Newsletter

May 2007

A $125 Million Debacle

By Bernie Quintero

Back when I was a journalism student I had the most exciting job imaginable -- I was privileged to work at "The Lab," JPL, Jet Propulsion Laboratory. I became fascinated with the meticulousness of the work of the scientists and engineers -- the planning, review, testing, and revising of ventures that made our nation a leader in the unmanned exploration of space.

As a journalist you are trained to avoid "five-dollar words" when a "five-cent word" will work. Using this very basic measure, JPL's projects "worked" -- the Viking spacecraft took its lander to Mars, Mariner sent back data on Venus and Mercury, Galileo explored Jupiter. Somewhere among the many successes, however, was a $125 million surprise -- a space probe that did not work, that did not send back data. It was likely "destroyed by atmospheric stresses and friction" in the Martian atmosphere. In common words, it crashed and burned.

Many red faces and many reviews and many more hearings and reports later, the reason for the debacle was identified as a "failure to convert the English units of measurement used in construction into the metric units used for operation." The probe was 100 kilometers off course at the end of a 500 million-kilometer voyage, which put it into the Martian atmosphere at a level more than 60 per cent lower than intended. According to one internal JPL memo, "there might have been some overconfidence, inadequate robustness" in the processes or operations "and a failure to heed early warnings."

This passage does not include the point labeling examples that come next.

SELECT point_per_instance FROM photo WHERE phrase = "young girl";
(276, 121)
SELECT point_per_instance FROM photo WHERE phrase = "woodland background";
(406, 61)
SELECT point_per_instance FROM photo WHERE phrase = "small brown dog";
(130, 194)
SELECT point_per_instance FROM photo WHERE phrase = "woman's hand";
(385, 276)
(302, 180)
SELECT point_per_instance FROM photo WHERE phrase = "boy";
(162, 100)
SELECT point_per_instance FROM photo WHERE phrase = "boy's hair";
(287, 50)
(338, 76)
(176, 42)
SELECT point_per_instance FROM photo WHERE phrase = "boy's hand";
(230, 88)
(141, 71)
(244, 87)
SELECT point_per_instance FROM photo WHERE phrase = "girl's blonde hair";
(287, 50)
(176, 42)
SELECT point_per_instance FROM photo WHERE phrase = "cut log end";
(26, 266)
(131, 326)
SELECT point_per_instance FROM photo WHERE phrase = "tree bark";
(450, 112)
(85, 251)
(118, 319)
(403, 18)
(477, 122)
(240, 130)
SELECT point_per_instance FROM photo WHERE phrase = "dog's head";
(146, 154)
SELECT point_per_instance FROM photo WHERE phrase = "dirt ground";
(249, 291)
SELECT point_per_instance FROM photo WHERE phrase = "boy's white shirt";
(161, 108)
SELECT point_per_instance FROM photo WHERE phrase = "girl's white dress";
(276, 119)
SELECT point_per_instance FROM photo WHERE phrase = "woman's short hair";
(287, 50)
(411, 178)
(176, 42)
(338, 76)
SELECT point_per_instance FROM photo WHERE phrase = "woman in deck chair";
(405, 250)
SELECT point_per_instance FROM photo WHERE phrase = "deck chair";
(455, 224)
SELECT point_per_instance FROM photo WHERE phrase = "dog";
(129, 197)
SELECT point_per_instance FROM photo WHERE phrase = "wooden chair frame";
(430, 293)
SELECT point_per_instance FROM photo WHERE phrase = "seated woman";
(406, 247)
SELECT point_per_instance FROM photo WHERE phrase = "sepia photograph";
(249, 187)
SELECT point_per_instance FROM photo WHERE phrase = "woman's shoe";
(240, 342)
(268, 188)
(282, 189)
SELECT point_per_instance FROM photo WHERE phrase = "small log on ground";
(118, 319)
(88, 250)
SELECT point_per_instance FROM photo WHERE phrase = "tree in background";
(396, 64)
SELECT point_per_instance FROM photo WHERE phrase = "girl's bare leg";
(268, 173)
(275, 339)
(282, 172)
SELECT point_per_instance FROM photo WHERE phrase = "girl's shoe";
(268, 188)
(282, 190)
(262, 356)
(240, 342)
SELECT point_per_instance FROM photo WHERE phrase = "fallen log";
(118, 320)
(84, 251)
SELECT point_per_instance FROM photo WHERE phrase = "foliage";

This certainly was an expensive failure, unlikely to be seen replicated in private business. And yet, the potential for "overconfidence, inadequate robustness" in processes or operations and "failure to heed early warnings" are present in every business. While it is simply impractical, if not impossible, to anticipate and map all potential variables, basic standards that allow comparison and support evaluation of key performance measures and progress are essential. How else can you know if your trajectory is taking you to the intended goal or is sending you off course to potentially crash and burn?

You owe it to yourself, any partners, and employees to define in writing why it is essential that your objectives be achieved -- call it a policy statement, a business principle, or whatever you like. Identify and agree on a correct, established method of doing whatever it is that "makes" your product or service; include at a minimum who should be doing what, when, where, and how. Documents like these will support accountability and minimize inconsistency within your organization and allow you time to monitor and evaluate, create, and troubleshoot -- when early warning signs indicate that something might be going in the wrong direction.

The lessons of that Mars Climate Orbiter.

Disclosure: Please note that quotes used in this article came from an article by James Oberg published in December 1999 in "SPECTRUM Magazine" as well as from an entry in Wikipedia and that the latter references various reports published by NASA and an article by E.E. Euler, S.D. Jolly, and H.H. Curtis published by The American Astronautical Society, "The Failures of the Mars Climate Orbiter and Mars Polar Lander: A Perspective from the People."

"Living at risk is jumping off the cliff and building your wings on the way down."